OPF Blog: What do we mean by format?

A new OPF blog entry: What do we mean by format? Reproduced below...

Bill’s earlier post and this one from Chris Rusbridge have spurred me to try to describe what I discovered about PRONOM format records during my editable registry experiment. Building that site required a close inspection of the PRONOM Format Record data model, during which I realised that we commonly conflate two quite different ways of defining formats. I suspect we should start to tease them apart.

The two definitions are:

Format, as it is specified. e.g. files that conform to the PDF 1.4 specification.
Format, as it is used. e.g. PDF files created by Adobe Illustrator CS2.

Flicking through the existing PRONOM records, it is clear the majority of the most complete records are defined by reference to specification. Many of the emptiest record correspond to known software, but with poor documentation. In between, the records are mostly thin wrappers around simple names, known internal signatures and file extensions. These different flavours of records have no consistently overlapping data fields that can be considered ‘primary keys’, i.e. that uniquely define a format.

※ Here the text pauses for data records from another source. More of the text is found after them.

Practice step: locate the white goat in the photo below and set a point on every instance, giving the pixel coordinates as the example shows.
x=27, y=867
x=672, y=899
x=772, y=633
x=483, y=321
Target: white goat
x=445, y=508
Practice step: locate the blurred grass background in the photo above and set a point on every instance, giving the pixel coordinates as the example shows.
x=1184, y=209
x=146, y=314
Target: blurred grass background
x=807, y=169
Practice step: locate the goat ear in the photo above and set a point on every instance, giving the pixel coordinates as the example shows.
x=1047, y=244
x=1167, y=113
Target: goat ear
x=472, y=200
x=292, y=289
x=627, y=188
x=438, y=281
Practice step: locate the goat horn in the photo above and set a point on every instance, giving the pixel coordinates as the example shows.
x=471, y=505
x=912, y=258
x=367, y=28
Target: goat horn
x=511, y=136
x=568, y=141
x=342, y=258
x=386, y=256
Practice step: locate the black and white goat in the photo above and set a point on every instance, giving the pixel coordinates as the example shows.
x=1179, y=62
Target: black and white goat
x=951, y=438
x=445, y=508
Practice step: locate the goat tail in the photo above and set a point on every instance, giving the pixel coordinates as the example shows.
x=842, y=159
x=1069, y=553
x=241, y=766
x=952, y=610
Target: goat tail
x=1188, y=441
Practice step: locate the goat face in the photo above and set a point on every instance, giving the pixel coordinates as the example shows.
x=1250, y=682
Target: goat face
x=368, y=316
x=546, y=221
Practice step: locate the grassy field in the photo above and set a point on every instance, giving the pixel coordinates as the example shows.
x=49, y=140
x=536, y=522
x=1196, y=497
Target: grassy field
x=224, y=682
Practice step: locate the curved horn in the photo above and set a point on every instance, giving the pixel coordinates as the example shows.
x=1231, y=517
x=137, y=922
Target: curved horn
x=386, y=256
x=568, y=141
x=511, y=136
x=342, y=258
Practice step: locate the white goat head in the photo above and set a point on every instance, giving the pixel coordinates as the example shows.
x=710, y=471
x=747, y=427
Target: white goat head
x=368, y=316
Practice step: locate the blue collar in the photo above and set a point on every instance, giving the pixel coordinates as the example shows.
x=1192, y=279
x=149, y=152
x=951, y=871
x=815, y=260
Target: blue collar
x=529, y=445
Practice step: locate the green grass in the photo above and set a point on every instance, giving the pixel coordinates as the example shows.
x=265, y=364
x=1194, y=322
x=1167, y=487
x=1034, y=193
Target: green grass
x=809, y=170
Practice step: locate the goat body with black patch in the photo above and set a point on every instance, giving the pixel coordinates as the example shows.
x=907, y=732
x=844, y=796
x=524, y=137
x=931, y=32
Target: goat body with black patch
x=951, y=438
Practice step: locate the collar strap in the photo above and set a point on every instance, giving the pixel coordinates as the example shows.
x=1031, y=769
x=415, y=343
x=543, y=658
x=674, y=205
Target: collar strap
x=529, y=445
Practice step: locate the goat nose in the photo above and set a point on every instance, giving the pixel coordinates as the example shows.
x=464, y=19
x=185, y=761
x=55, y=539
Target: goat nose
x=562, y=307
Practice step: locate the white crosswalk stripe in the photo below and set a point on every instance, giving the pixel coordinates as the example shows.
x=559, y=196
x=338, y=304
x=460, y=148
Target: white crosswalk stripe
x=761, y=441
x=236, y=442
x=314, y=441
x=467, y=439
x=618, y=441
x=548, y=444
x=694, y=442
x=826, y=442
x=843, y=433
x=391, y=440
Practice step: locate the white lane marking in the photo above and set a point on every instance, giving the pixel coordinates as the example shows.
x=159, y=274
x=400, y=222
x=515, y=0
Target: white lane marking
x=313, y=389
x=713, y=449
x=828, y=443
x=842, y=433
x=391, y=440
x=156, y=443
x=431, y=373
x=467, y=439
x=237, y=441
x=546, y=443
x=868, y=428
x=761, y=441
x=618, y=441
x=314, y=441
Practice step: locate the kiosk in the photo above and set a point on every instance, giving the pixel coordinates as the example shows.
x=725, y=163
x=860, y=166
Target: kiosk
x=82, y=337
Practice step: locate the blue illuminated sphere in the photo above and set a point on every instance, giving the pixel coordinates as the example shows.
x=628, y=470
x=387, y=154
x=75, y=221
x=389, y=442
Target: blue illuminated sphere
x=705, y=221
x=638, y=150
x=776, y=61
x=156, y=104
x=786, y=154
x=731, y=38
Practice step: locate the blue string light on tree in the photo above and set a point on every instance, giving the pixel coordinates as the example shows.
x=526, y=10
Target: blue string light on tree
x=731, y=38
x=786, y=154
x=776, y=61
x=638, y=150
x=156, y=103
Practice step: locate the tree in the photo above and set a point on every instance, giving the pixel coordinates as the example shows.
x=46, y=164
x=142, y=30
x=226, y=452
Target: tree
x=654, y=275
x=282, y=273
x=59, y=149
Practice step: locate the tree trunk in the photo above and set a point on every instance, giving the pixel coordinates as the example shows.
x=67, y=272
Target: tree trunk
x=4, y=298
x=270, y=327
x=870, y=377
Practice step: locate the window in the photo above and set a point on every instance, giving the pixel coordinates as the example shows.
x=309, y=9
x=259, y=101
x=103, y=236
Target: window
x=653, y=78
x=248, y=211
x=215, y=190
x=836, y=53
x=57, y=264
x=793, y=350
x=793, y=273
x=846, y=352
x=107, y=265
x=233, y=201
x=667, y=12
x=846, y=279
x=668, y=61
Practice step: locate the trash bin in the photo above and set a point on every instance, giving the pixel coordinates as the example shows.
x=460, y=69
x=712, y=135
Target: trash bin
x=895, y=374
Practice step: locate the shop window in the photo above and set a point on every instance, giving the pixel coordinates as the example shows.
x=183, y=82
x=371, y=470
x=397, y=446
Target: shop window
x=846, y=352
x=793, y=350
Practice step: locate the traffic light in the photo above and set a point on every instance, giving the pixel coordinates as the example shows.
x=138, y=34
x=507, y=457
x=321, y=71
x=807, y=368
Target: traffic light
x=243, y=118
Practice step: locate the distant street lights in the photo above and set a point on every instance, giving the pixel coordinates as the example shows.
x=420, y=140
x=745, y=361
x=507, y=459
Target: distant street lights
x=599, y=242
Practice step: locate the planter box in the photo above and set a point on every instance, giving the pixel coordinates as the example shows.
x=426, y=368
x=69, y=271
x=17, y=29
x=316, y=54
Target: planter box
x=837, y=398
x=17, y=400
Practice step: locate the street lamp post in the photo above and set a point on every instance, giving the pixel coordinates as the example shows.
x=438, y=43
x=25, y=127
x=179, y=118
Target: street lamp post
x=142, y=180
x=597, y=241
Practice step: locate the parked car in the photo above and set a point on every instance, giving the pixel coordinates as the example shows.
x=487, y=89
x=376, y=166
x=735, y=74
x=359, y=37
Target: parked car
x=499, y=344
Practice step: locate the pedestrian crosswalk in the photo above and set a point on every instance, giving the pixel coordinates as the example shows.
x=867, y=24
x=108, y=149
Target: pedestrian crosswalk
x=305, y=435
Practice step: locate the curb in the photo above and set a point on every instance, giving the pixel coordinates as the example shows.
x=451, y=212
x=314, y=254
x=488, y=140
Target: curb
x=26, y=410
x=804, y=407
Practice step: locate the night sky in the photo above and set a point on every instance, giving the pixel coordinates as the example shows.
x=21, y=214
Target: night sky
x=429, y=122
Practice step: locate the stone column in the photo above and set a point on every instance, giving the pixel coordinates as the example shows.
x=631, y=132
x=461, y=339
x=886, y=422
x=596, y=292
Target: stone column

In other words, we don’t know what a format is.

If we are not sure which fields define a format, then I fear that the PRONOM team’s primary focus on creating signatures rather than documenting formats going to sting us in the long term. This is because the lack of clarity about what it is we are identifying will mean we may risk, for example, accidentally conflating different formats, or making artificial distinctions between differently named versions of the same format. We are minting identifiers for ambigious concepts, and so we must expect those identifiers to be retracted or replaced at some point in the future. What does it mean mint a permanent identifier for a record when every single aspect of that record is permitted to change?

One alternative to the PRONOM model is the GDFR approach, which defines a format as “a serialized encoding of an abstract information model”, and provides a sophisticated four-level model of what that means:

Abstract information model

…mapped via Format encoding model to the…

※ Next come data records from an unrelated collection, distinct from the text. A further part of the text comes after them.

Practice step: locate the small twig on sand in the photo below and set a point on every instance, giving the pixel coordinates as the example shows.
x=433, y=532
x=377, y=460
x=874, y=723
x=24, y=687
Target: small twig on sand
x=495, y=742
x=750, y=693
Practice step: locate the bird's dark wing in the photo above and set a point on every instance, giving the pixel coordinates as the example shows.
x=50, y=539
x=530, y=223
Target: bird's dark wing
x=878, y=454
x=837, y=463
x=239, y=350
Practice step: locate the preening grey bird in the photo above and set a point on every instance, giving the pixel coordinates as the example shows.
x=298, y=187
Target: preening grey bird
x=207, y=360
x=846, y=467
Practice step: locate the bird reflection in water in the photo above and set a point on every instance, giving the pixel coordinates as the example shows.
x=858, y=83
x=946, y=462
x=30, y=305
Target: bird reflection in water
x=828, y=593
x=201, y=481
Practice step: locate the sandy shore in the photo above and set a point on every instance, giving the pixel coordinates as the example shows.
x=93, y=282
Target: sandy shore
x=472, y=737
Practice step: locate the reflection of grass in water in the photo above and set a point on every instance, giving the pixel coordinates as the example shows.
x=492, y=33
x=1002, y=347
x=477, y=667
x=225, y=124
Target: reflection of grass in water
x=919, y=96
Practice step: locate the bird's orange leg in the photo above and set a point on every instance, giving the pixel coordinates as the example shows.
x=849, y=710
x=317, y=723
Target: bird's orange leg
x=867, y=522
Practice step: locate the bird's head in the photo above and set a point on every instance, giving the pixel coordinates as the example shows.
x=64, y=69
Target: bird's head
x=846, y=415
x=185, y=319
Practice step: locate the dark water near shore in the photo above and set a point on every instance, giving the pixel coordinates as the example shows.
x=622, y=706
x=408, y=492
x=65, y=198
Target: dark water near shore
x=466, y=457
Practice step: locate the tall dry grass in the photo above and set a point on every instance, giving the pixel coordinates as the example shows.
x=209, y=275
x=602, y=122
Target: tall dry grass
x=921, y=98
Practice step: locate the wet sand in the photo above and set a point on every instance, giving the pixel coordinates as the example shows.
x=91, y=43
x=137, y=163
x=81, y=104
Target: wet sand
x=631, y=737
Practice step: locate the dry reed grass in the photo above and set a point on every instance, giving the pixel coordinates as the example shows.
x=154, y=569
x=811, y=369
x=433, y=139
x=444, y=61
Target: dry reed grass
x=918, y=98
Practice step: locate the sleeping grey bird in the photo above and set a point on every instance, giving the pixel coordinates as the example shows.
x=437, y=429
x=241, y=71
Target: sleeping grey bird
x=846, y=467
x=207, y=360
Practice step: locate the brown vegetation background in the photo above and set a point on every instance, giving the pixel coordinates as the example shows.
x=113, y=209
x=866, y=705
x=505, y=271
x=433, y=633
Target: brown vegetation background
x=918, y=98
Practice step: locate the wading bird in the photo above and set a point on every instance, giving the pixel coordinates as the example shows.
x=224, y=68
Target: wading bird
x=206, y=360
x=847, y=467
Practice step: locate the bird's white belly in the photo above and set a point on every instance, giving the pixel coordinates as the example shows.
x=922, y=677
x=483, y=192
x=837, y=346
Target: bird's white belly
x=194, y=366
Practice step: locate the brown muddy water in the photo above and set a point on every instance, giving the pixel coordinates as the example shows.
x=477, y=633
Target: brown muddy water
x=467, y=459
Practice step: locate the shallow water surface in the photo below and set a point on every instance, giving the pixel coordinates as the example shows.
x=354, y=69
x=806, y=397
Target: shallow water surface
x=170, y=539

Coded information set (semantic)

…mapped via the Format encoding form to the…

Structural information set (syntactic)

…mapped via the Format encoding scheme (parser/encoder) to the…

Serialized byte stream

The problem is that not all format specifications have these four levels. The levels were inspired by the Unicode character encoding model, but (as that document itself indicates) other specifications uses different numbers of levels. RDF has three, HTML5 has three that define the markup semantics but uses more levels to link the mark-up to the behaviours and other features of the interpretation/renderer. Furthermore, formats defined only by software have only the lowest rungs of this scheme (data and parser/encoder). Such formats have no abstract information model, just an in-memory representation and an interpretation/performance. Even this mapping conflates the formal specification of the parser/encoder with it’s implementation – if we are being perfectly strict, the only thing the two perspectives have in common is the bytestream itself.

Conflating these different ways ways of defining format makes it difficult to describe the cases where conflict arises. We have probably all come across files that are perfectly well handled by the software, but break the specification, or indeed formats that have no formal specification. We need to be able to describe these difficult cases. Perhaps we should we be minting distinct identifiers for format specifications and format implementations instead? This could be done by deferring to the specification document instead of trying to model it’s contents, and would still allow us to distinguish between a bitstream that conforms to a given standard and a bitstream that is parseable using a particular implementation of that standard.

I think PRONOM are aware of the limitations of their model, but are going to go ahead and get the data out first anyway. Simultanously, it looks like UDFR are proceeding with their own ontology, presumably based on the GDFR model. In general, I think just pushing the data out there first (a.k.a. raw data now) is a reasonable approach, because we can always review and consolidate later, and doing it this way around helps ensure that the consolidation is based on real data. But I can’t shake the feeling that we are taking the long way round.